The other lingering question about the pending war is what the internal Iraqi reaction to an armed invasion will be. Perle insists that once anti-Saddam forces make their presence felt, Iraqis will welcome the cause and help drive Hussein from power themselves.
Yet nearly a decade ago, as U.S. troops stood poised to battle Iraqi troops in the Gulf War, Perle also predicted that Saddam would be driven from power by his own people and he turned out to be dead wrong.
Interviewed in January 1991 for a television program called "American Interests," Perle told host Morton Kondracke, "There'll be a new leadership in Iraq, I think almost independent of what happens in the next several days. Saddam Hussein promised his people victory, he promised them glory. He's obviously not going to deliver either, and I doubt that they'll keep him in power. So there'll be a new regime in Iraq."
Perle has been wrong about Saddam plenty of times in the past. Days after the USS Cole was bombed by al-Qaida forces in 2000, killing 17 U.S. sailors, Perle, conceding that he had no evidence to support the idea, told the Jerusalem Post that perhaps the Iraqi leader was behind the terrorist attack. (Perle serves on the newspaper's board of directors.)

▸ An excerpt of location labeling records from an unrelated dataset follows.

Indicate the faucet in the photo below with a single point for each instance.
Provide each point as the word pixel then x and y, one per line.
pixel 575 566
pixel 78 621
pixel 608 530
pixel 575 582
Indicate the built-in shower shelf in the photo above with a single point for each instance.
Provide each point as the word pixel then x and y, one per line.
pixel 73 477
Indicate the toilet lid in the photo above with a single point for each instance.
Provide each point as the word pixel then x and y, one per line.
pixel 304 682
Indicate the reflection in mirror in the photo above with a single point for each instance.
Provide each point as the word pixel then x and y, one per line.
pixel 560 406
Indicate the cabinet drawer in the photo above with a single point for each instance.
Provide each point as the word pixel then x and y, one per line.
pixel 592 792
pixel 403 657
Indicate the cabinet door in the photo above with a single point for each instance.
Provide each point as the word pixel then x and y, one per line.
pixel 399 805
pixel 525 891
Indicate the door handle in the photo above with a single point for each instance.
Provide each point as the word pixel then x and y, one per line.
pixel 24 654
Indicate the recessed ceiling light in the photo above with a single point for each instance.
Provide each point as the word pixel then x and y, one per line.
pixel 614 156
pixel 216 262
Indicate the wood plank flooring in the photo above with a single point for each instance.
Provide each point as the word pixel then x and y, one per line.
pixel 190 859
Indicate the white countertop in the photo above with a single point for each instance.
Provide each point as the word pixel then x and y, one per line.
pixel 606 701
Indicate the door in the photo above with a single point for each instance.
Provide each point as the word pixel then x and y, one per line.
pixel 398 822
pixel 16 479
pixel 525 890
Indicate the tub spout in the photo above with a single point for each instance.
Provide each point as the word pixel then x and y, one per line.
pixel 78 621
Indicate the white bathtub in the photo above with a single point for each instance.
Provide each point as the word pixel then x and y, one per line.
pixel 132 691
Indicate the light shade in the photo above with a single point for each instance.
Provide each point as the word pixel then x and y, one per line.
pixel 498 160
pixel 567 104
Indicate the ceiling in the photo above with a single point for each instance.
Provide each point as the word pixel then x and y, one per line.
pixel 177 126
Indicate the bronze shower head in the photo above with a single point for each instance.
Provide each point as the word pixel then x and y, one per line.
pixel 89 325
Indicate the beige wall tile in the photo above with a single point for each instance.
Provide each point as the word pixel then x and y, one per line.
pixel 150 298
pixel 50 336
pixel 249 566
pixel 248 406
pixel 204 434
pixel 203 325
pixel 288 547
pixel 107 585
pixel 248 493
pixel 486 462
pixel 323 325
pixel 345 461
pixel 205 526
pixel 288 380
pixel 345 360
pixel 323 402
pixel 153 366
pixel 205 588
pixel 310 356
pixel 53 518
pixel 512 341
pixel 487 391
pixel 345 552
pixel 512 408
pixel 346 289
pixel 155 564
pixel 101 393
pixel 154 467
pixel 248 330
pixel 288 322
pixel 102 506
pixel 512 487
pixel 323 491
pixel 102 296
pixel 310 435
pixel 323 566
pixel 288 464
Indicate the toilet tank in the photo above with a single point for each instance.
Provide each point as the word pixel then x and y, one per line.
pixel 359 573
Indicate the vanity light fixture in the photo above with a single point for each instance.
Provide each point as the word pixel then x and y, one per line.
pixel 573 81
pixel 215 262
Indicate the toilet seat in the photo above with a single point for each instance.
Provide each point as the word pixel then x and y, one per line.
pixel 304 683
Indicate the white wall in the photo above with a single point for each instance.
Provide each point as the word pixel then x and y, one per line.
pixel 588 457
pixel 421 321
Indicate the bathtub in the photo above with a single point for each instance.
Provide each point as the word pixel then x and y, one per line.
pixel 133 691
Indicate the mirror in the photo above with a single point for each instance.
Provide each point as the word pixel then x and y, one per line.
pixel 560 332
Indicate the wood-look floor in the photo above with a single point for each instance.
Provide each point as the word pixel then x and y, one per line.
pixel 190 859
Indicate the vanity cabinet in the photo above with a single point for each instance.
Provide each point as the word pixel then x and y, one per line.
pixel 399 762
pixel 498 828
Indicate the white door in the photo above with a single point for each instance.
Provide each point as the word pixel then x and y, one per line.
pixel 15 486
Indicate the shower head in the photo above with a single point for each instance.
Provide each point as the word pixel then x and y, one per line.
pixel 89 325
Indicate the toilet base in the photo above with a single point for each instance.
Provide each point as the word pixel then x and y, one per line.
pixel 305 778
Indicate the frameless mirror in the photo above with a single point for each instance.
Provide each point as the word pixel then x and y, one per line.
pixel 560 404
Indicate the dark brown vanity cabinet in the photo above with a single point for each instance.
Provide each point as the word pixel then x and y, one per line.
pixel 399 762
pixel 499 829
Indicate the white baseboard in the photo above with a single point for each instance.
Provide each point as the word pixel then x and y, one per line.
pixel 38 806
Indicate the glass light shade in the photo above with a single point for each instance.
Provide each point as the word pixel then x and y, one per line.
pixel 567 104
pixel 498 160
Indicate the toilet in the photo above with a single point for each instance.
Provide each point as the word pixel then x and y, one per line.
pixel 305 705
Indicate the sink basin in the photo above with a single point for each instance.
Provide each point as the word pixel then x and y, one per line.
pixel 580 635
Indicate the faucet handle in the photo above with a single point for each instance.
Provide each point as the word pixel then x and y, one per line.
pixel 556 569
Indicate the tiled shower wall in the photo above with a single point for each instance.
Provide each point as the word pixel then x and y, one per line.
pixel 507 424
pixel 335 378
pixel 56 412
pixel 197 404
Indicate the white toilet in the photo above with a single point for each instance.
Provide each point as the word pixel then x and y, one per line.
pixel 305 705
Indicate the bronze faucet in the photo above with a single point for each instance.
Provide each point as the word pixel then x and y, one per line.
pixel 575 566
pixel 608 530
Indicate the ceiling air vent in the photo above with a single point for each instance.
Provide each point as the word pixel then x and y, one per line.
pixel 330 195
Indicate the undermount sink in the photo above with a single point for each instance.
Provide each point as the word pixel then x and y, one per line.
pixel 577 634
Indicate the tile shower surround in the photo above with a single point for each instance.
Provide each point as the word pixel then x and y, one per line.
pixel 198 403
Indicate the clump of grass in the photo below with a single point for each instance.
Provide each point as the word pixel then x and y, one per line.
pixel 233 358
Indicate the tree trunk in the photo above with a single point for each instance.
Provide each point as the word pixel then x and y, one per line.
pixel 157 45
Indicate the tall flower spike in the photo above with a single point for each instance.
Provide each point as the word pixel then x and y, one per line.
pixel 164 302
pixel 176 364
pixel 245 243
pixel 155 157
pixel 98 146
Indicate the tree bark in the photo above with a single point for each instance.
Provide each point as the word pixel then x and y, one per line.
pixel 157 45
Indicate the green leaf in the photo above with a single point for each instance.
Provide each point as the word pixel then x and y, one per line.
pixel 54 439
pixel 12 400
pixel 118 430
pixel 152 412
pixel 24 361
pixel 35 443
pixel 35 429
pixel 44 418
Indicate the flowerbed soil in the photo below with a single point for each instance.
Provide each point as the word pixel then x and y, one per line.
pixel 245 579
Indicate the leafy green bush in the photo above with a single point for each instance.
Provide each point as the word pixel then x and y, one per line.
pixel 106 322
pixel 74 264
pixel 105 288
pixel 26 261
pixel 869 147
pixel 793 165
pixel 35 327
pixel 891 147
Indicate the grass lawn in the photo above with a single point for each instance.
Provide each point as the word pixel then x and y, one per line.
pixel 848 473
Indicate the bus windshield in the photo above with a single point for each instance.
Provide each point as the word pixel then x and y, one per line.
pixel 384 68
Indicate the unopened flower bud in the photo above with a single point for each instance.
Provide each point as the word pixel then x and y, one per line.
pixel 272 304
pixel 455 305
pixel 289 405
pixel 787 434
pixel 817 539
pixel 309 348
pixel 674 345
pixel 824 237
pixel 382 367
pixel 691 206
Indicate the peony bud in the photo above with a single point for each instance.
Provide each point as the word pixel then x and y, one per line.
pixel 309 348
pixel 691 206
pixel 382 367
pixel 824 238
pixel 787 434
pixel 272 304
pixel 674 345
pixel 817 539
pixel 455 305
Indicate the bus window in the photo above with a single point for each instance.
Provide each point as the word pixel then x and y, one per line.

Likewise, in a 1998 London Sunday Times Op-Ed, Perle complained that the Clinton administration did not vigorously investigate the bombing at the Khobar Towers in Saudi Arabia that killed 19 Americans in 1996. Why? Because, according to Perle, the evidence might have implicated Saddam. Perle also backs up the conspiracy theory advanced by author Laurie Mylroie that Saddam was behind the World Trade Center bombing of 1993 as well. To date, American investigators have not found any evidence that connects him to any of the three terrorist attacks.

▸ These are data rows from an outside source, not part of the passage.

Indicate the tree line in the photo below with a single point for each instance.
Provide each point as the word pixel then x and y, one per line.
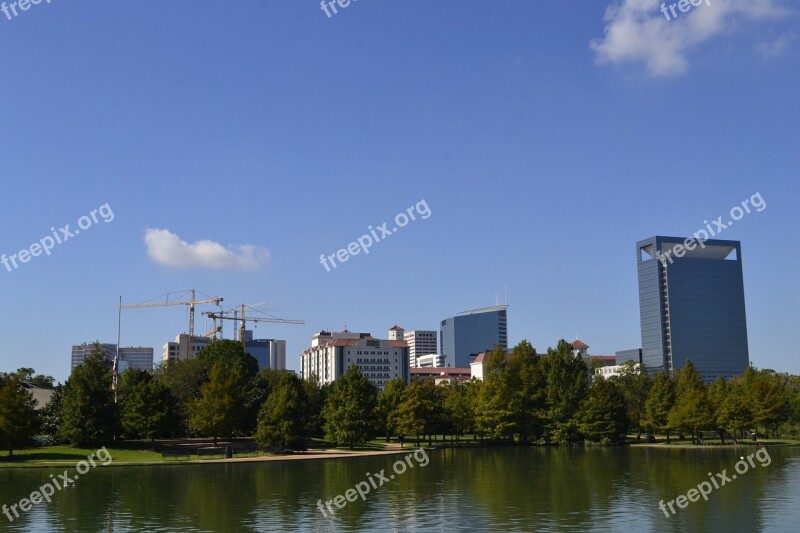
pixel 524 398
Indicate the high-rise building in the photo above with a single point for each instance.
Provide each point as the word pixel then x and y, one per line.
pixel 420 342
pixel 467 334
pixel 331 354
pixel 130 357
pixel 270 353
pixel 691 305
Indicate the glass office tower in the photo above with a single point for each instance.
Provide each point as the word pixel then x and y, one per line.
pixel 691 305
pixel 467 334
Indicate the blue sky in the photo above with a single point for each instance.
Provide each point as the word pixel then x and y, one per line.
pixel 545 137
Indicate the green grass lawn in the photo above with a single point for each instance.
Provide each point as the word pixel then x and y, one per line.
pixel 69 456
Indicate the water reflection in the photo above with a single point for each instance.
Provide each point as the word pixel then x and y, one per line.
pixel 502 489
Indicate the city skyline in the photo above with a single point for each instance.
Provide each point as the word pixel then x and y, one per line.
pixel 538 156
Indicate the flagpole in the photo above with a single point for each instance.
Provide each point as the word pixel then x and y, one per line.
pixel 116 356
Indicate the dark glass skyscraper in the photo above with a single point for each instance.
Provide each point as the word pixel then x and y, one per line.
pixel 691 305
pixel 467 334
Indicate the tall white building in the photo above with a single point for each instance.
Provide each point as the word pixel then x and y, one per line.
pixel 420 342
pixel 139 358
pixel 179 350
pixel 331 354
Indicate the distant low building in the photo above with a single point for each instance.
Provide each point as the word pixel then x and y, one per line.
pixel 433 360
pixel 41 396
pixel 420 343
pixel 179 349
pixel 442 374
pixel 139 358
pixel 331 354
pixel 634 355
pixel 614 370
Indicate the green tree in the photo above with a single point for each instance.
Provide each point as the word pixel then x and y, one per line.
pixel 232 352
pixel 18 419
pixel 512 399
pixel 349 410
pixel 185 380
pixel 218 411
pixel 149 411
pixel 567 386
pixel 388 400
pixel 50 416
pixel 89 416
pixel 603 414
pixel 316 393
pixel 731 407
pixel 283 420
pixel 634 384
pixel 692 410
pixel 769 399
pixel 459 410
pixel 420 411
pixel 228 352
pixel 493 415
pixel 659 402
pixel 39 380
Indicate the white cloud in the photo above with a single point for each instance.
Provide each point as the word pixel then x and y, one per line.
pixel 774 48
pixel 166 248
pixel 637 31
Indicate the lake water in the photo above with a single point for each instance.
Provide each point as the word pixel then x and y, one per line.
pixel 476 490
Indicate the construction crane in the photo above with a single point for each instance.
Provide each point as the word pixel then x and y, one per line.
pixel 191 302
pixel 244 320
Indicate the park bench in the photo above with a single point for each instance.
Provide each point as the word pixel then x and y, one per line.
pixel 175 454
pixel 211 452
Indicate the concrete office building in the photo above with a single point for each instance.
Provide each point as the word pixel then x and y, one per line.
pixel 467 334
pixel 139 358
pixel 420 342
pixel 432 360
pixel 691 305
pixel 622 356
pixel 331 354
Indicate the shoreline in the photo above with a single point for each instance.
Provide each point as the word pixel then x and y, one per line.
pixel 331 453
pixel 392 449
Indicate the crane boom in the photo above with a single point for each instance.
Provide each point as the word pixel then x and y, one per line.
pixel 244 320
pixel 193 301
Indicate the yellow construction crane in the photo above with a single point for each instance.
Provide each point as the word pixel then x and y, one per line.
pixel 274 320
pixel 191 302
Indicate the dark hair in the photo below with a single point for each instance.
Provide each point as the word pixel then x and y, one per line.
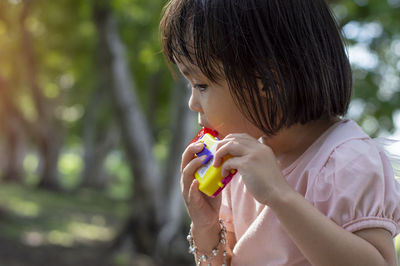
pixel 293 47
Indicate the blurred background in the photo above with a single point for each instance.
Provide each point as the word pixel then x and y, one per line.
pixel 92 126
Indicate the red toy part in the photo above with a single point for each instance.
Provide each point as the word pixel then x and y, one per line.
pixel 203 131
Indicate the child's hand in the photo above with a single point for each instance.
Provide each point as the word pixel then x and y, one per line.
pixel 203 210
pixel 257 165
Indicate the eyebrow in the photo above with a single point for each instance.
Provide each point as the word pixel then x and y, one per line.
pixel 186 71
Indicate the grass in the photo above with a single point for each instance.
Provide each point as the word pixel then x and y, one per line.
pixel 40 218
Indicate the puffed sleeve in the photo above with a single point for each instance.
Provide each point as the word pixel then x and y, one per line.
pixel 356 188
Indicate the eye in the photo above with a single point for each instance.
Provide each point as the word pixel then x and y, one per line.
pixel 200 87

Meanwhile, Perle was virtually mum about the threat posed by Osama bin Laden in those years. Despite his many public pleas to overthrow Saddam Hussein, Perle rarely mentioned bin Laden or al-Qaida, according to a Nexis database search covering the last 10 years.
"You will detect little concern about bin Laden before 9/11," says Pike. "The rollback crowd has now wrapped itself in the bloody flag and basically exploited Sept. 11 to advance a lifelong agenda and vision of America's role in the world. Sept. 11 presented a unique historical opportunity to enact that plan, because the subtext of this entire Iraq debate is, 'What is the hurry?' The hurry is, it's much easier to continue fighting a global war than to start one. If America's at peace, an unprovoked attack against the Butcher of Baghdad would be a tough sell."

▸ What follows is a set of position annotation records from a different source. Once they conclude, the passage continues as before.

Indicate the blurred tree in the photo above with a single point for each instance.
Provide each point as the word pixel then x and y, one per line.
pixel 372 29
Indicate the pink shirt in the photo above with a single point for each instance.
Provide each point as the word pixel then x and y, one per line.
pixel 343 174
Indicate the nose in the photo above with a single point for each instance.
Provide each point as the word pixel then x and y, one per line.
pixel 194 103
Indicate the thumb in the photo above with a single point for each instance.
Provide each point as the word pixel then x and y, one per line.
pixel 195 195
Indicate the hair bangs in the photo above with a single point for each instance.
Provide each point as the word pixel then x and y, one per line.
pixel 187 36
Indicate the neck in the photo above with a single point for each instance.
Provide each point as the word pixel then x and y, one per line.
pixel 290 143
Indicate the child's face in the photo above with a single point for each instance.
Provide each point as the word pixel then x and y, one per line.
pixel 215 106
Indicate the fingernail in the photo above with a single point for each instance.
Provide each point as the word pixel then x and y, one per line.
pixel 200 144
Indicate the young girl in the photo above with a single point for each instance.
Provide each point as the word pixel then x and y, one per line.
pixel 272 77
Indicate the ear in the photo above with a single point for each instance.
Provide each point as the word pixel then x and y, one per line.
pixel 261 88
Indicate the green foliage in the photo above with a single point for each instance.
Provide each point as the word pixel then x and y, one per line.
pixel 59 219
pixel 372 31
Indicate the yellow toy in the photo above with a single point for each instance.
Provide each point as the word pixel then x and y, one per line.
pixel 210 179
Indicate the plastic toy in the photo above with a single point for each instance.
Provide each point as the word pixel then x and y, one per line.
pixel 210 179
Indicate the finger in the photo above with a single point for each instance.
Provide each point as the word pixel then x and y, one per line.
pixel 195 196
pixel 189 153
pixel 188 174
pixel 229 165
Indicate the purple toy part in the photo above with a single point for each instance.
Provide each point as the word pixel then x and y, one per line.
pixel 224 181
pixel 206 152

And even after bin Laden was connected not only with 9/11 but with a string of well-documented terror attacks against America in previous years, Perle told MSNBC's Chris Matthews that Saddam should still be considered more dangerous to America because of what he may one day do.
Of course, Perle's many war plans fall apart under the weight of their inconsistencies. He's never adequately answered the question, for instance, as to what would keep Saddam Hussein, a "psychopathic" madman with weapons of mass destruction, from using those weapons if American troops and Iraqi rebels were storming Baghdad. Perle merely insists the Iraqi strongman wouldn't be able to find a single person in his entire army to carry out such an order -- amazing sang froid from someone who's normally so nervous about Saddam's strength.
And yet Pike thinks Perle is right about one thing: It may well be possible for U.S. forces to overthrow him and keep American causalities limited to the hundreds.
"That's what concerns me," he says. "Because then Perle and his crowd will say, 'That didn't hurt so much, let's blow up Iran and North Korea and Saudi Arabia.' And we'll spend the rest of the decade blowing up countries on a preemptive basis to make us safe."